Hacker News new | past | comments | ask | show | jobs | submit login
Analysis: more than 16 cores may well be pointless (arstechnica.com)
35 points by alexandros on Dec 7, 2008 | hide | past | favorite | 46 comments



The UltraSparc T2 has 8 cores and each core can run 8 concurrent threads, so you have 64 concurrent threads running "simultaneously" on a single chip: http://en.wikipedia.org/wiki/UltraSPARC_T2 One of the techniques they use to solve the memory bandwidth problem is to have four memory controllers.


Yeah, but the way it does it is by switching concurrent threads when the last gets stalled on memory.

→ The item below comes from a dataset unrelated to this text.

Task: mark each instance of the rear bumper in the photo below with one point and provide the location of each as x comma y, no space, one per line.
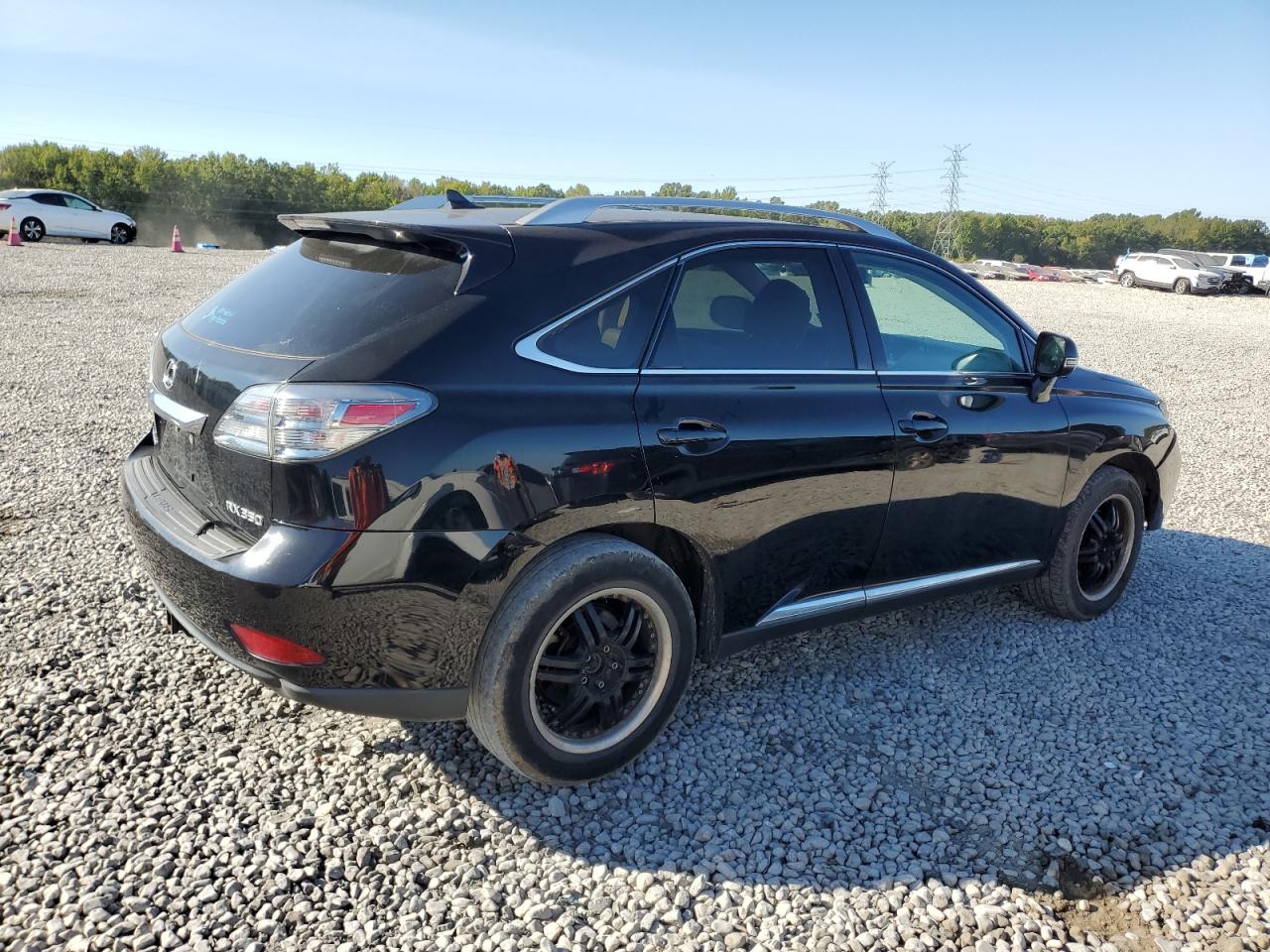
1167,470
399,703
382,608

It's brilliant, and seems effective, but it's still just 8 cores per socket.


This is useful to get around the latency issues, which let's you use more of your memory bandwidth before stalling a core.


Why not do for memory controllers the same thing we are doing for cores? If 8 cores is the practical limit of a single memory controller, why not ship 16-core CPUs with 2 independent controllers, one for each set of eight cores?

True, the two groups of cores would probably not be able to share memory (at least not at full speed), but that's something the OS scheduler and memory manager could take care of.

For one, there are plenty of pins. The socket used by Core i7 more than doubled the amount of pins (in the 1300s now), yet a QuickPath Interconnect (Intel's replacement to the FSB) only takes 84 pins. Surely, they can squeeze those in.


I would guess that having a high speed cache on chip would be a better use of real-estate.

Going with multiple mem controllers means that performance would still probably be pretty variable, depending on how the mem controllers are mapped to your physical addresses + how your data is laid out.


In Core 2, the FSB was the CPU's main connection to the outside world, including the I/O bridges and busses and the off-chip memory controller, and thus to RAM.

That's not true for i7. QPI connects to the I/O bridges and busses, but the on-chip memory controller connects to RAM directly.

And I would guess that the memory controller uses a ton of pins, and is the reason why the triple-channel i7 has such a high pin count. The upcoming consumer-grade dual-channel model will have something like 200 fewer pins.


Memory latency problems can be worked around with pipelined requests, if you have enough concurrency in the CPU; memory bandwidth problems can be worked around with more independent banks of memory and more memory channels to the CPU, which means more wires. Both can be worked around by putting more memory locally.

Absent such workarounds, it's true that there are some problems (large-mesh finite element analysis, maybe) that more cores won't help with, and other problems that exhibit enough locality (large cellular automata) that more cores will help with. This article observes that some problems are in the first category. It would be absurd to claim that no problems are in the second category.


Perhaps this would be an extremely inefficient use of chip real estate, but what if extra cores were used to execute the same set of instructions in parallel with both outcomes of conditional branches (i.e. completely replace branch prediction) and take whichever one ends up being correct?

On second thought, it's probably not worth it. It seems modern branch predictors are at least 90% accurate (http://en.wikipedia.org/wiki/Branch_predictor), and only a few percent of instructions are conditional branches anyway (http://bloggablea.wordpress.com/2007/04/27/so-does-anyone-ev...).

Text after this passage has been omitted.